Athletes have special interests in what’s going on in the world today and have gotten involved by making bold statements.
But should athletes be more vocal in politics to take a stand, or should they hold their tongues for their fan retention?
Last year Michael Jordan threw a $3 million fundraiser for Obama, but, ironically, he was famously quoted in 1990 saying, “Republicans buy shoes, too.”
In the 2004 major league season, Toronto Blue Jays first baseman Carlos Delgado did not stand for “God Bless America” during the 7th inning stretch for any of the games.
While he did not approve of what happened on 9/11, he also did not approve of the war.

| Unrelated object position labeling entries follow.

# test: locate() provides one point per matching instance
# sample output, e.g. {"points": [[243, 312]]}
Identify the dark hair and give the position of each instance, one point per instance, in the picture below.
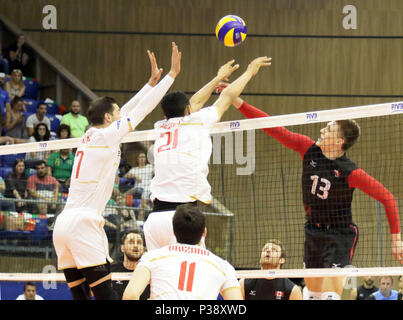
{"points": [[280, 244], [17, 161], [123, 239], [16, 100], [174, 104], [40, 162], [350, 131], [36, 132], [98, 108], [63, 127], [29, 284], [188, 224]]}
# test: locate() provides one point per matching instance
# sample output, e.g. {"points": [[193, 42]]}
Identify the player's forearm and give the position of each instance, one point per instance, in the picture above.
{"points": [[133, 102], [372, 187], [199, 99], [151, 100]]}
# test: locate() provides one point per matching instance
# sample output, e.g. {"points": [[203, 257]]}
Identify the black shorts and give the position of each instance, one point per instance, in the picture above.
{"points": [[329, 246]]}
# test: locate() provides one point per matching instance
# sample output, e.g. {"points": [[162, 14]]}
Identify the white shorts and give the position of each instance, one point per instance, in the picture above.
{"points": [[80, 240], [158, 230]]}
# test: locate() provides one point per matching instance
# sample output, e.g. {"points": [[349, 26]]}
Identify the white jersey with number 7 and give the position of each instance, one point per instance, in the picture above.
{"points": [[181, 154], [98, 154], [186, 272]]}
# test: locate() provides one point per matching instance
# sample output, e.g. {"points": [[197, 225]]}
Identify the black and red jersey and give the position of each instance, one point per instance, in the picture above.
{"points": [[328, 185]]}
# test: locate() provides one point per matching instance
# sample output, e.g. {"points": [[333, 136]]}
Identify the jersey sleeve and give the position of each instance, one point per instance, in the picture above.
{"points": [[363, 181], [133, 102], [294, 141], [115, 132]]}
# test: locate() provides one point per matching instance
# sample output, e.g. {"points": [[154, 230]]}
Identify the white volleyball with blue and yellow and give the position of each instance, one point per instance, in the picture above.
{"points": [[231, 30]]}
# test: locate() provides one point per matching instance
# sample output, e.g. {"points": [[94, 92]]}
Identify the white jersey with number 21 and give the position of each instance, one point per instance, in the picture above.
{"points": [[181, 154]]}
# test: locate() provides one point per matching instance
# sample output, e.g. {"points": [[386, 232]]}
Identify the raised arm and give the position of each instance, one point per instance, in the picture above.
{"points": [[235, 88], [363, 181], [199, 99], [152, 81], [294, 141]]}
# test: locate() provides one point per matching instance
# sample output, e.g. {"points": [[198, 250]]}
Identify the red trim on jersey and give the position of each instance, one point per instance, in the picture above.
{"points": [[354, 243], [363, 181], [294, 141]]}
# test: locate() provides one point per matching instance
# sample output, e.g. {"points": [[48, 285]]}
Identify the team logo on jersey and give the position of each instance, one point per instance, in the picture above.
{"points": [[279, 295]]}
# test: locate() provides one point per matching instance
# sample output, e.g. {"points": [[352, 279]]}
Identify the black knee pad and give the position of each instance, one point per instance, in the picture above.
{"points": [[81, 291], [104, 289]]}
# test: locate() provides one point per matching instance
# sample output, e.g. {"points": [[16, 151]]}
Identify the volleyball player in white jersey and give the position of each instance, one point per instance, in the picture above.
{"points": [[79, 238], [183, 148], [185, 270]]}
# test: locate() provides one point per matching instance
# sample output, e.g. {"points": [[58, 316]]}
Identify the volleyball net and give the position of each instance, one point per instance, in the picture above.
{"points": [[256, 188]]}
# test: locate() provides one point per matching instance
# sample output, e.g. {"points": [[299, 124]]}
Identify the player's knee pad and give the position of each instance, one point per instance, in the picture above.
{"points": [[104, 291], [312, 295], [81, 292], [77, 283], [100, 282], [329, 295]]}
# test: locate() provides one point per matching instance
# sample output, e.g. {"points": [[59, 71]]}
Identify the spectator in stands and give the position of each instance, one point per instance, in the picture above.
{"points": [[63, 132], [41, 133], [126, 215], [143, 174], [4, 65], [4, 97], [38, 117], [272, 257], [5, 205], [132, 247], [77, 122], [385, 291], [15, 87], [29, 292], [60, 166], [42, 186], [15, 120], [16, 185], [365, 290], [19, 55]]}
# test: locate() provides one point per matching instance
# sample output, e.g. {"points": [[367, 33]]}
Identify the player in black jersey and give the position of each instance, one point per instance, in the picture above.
{"points": [[132, 246], [365, 290], [272, 257]]}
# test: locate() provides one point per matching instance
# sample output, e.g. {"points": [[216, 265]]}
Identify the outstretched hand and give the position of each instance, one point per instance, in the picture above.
{"points": [[257, 63], [175, 61], [155, 71], [226, 70]]}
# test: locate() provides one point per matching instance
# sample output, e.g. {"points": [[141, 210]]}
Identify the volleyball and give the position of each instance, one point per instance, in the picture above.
{"points": [[231, 30]]}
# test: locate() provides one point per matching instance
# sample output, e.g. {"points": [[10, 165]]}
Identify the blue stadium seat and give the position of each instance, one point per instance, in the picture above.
{"points": [[31, 89], [54, 122], [5, 171], [9, 159], [31, 105]]}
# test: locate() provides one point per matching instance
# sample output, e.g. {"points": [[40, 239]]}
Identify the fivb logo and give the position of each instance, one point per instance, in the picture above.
{"points": [[397, 107], [312, 117], [235, 147]]}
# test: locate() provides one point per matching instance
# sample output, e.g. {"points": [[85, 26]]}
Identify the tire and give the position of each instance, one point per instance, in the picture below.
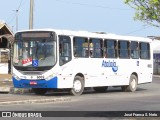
{"points": [[100, 89], [39, 91], [132, 84], [78, 86]]}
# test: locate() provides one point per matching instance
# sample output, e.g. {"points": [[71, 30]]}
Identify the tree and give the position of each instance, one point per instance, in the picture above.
{"points": [[146, 10]]}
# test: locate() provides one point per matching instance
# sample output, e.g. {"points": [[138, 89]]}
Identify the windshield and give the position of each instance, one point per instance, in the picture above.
{"points": [[34, 52]]}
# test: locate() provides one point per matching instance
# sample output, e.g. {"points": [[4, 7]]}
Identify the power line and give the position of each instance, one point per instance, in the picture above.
{"points": [[99, 6], [13, 18], [146, 26]]}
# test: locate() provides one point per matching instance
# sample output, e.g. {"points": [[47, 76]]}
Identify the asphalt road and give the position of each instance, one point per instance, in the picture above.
{"points": [[146, 98]]}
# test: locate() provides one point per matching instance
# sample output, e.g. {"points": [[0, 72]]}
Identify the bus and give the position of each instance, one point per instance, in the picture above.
{"points": [[50, 59], [4, 60]]}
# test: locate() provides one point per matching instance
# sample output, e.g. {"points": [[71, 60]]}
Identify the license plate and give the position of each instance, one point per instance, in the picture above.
{"points": [[33, 83]]}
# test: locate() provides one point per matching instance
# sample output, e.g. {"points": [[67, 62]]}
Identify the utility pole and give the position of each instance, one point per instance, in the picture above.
{"points": [[17, 20], [31, 14]]}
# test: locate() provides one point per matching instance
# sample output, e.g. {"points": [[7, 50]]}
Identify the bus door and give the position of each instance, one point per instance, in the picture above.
{"points": [[4, 58]]}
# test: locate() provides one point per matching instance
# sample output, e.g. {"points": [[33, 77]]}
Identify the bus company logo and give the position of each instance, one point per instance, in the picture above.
{"points": [[111, 64]]}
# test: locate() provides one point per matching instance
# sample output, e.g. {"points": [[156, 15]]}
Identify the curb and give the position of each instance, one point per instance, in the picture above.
{"points": [[35, 101]]}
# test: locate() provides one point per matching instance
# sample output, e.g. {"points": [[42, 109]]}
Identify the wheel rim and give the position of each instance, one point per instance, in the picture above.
{"points": [[77, 86], [133, 83]]}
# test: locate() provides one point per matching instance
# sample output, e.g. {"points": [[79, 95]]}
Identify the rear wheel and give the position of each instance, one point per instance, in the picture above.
{"points": [[100, 89], [78, 86], [132, 84], [39, 91]]}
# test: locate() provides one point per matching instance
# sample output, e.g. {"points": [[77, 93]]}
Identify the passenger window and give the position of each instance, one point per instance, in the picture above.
{"points": [[144, 50], [64, 49], [134, 50], [96, 48], [123, 49], [110, 48], [81, 48]]}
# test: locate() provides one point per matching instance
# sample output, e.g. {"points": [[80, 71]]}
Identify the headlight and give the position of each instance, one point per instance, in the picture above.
{"points": [[16, 77], [50, 77]]}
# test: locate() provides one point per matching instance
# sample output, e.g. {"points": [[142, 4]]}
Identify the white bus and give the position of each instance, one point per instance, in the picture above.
{"points": [[73, 60]]}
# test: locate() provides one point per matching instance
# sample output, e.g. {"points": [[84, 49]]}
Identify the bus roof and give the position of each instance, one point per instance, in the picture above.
{"points": [[93, 34]]}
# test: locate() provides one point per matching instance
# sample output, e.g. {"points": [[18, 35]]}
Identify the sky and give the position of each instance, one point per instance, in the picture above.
{"points": [[110, 16]]}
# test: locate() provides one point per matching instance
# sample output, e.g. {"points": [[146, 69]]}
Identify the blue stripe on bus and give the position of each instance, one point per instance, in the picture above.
{"points": [[24, 83]]}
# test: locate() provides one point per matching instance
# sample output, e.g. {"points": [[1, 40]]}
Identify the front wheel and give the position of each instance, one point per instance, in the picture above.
{"points": [[132, 84], [78, 86]]}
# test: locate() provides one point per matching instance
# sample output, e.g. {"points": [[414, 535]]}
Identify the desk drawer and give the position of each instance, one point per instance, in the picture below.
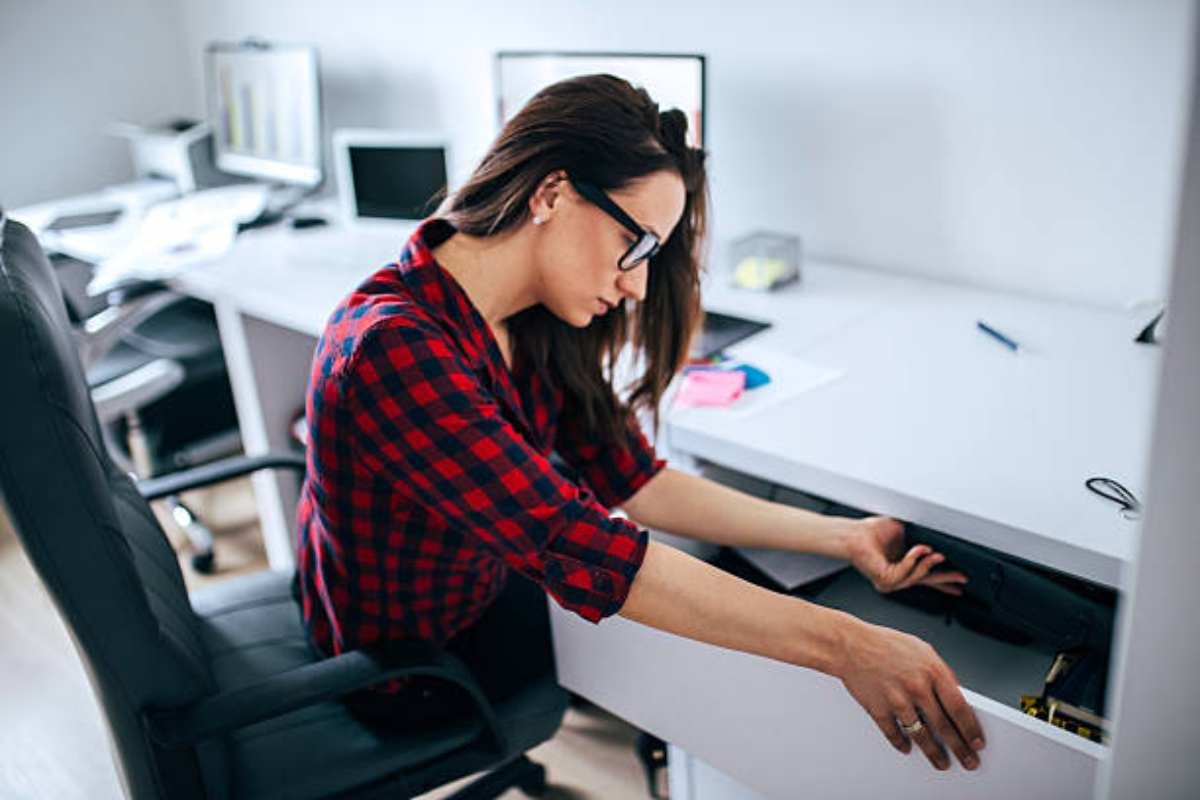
{"points": [[787, 732]]}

Delgado was even quoted saying, “I feel so sad for the families that lost relatives and loved ones in the war. But I think it’s the stupidest war ever.”
He later explained how he felt “God Bless America” represented a war he didn’t believe in.
When the Blue Jays came to New York later in the season, he was booed and mocked by Yankee fans, but he never stopped protesting that year.
Delgado was mocked so much that season and lost fans because he made it seem like he didn’t support his country.
In 1958 China withdrew from the 1960 Rome Olympics because they wanted Taiwan to be banned from participating.
The U.S. had not yet recognized the communist government in China, and they saw the leaders and the citizens of Taiwan as the rightful rulers of China.
Taiwan used to be named, “The Republic of China,” but they were asked to have the name removed by the Soviet Union in response to the International Olympic Committee.
Taiwan debated boycotting the Olympic games, but, instead, when they marched into the stadium in Rome, their leading athlete held a sign reading, “Under Protest.”
IOC President Avery Brundage was talked out of banning the Taiwanese from the games.
Taiwan could have easily been thrown out of the Olympics, costing them medals and even peace talks, seeing as the main point of the Olympics is to help with international relations.
In all honesty, I would personally rather see athletes play their games on their respective fields rather than worrying about whether Tim Tebow is for same sex marriage.
But at the end of the day, athletes are just people entitled to their opinions, as is everyone else who turns on the television to watch them play.